According to the Times (6 June), critics denounced the proposal as a ‘Marxist dream’. We don’t think Marx did dream of a basic income. What he had in mind was the abolition of the wages system and its replacement by ‘from each according to ability, to each according to need’. This would mean that, after cooperating to produce things and provide services, people would have free access, without having to pay, to what they needed to live and enjoy life.
The voters were asked to decide only on the principle of introducing an unconditional universal basic income without any mention of its level. However, its promoters such as BIEN Suisse did publicise a figure of 2,500 Swiss francs a month, or 30,000 a year, an amount just slightly above the poverty line in Switzerland.

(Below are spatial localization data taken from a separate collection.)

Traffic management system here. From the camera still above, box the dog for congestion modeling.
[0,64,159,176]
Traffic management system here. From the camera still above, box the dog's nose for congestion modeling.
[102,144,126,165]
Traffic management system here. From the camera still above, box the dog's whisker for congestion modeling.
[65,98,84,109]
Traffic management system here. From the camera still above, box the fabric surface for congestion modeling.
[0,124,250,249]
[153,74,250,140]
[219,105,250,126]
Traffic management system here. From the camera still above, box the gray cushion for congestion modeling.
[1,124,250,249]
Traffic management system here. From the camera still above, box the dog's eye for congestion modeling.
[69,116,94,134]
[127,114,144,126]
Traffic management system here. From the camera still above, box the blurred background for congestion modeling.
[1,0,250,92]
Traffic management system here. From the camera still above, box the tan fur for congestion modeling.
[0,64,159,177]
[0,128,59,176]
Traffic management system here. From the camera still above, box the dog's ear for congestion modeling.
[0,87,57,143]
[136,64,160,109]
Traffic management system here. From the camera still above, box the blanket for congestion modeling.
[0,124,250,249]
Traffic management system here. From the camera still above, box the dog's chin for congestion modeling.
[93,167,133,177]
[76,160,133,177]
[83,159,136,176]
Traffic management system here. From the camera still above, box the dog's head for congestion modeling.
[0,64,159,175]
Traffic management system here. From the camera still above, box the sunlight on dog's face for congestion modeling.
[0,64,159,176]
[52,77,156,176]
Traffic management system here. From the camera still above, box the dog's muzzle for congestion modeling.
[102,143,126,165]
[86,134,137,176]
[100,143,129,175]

In previous articles analysing Basic Income schemes we have always pointed out that this would result in a strong downward pressure on wage levels resulting eventually in a fall in wages. As we wrote when the Green Party included this measure in their manifesto for the 1987 general election:
‘If wage or salary earners are paid £100 a week by the government, they can use this income to maintain themselves; which means that the employer will be relieved of having to include an amount to cover this expenditure in the wage packet or salary cheque. Economic forces will therefore tend to ensure that wages and salaries fall to a level which, when added to Basic Income, will allow the employee to maintain him or herself. In other words, wages or salaries would become sufficient only to top up Basic Income to the economically determined level’ (Socialist Standard, September 1988).

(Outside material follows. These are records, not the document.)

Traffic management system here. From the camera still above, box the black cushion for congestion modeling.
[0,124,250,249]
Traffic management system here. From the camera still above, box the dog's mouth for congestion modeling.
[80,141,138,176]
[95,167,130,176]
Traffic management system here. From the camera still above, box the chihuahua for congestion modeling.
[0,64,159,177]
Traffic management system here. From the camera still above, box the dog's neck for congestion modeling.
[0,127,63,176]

The Swiss proposers of the scheme didn’t even bother to argue against this. Not only did they accept it but they incorporated it into their scheme. In an article in French costing the scheme on the website of Génération RBI (Generation Unconditional Basic Income) they emphasised, with graphs and numerical examples, that everybody earning more than the poverty line would be no better off financially as, they said, their wages would be reduced by the amount of the Basic Income:
‘Wages are going to adapt themselves to become a complement to Basic Income. For example with an Unconditional Basic Income of 2,500 Swiss Francs, someone who at present gets 8000 Swiss francs from their employer will not get more than about 5,500 or so wages which will come to be added to their Basic Income’ (Link ).
So their total income would be the same, only under their scheme, instead of all of a worker’s total income coming from their employer, a part would come from the state and a part from their employer. This would not be a subsidy to employers (another danger of such schemes) as taxes on employers would be increased to pay for this. And of course a basic income equal to the poverty line is neither going to undermine the wages system nor break the link between work and consumption, as other supporters of such schemes have argued.
We commend them for their honesty and logic at the expense of the credibility and attractiveness of their scheme to reform capitalism.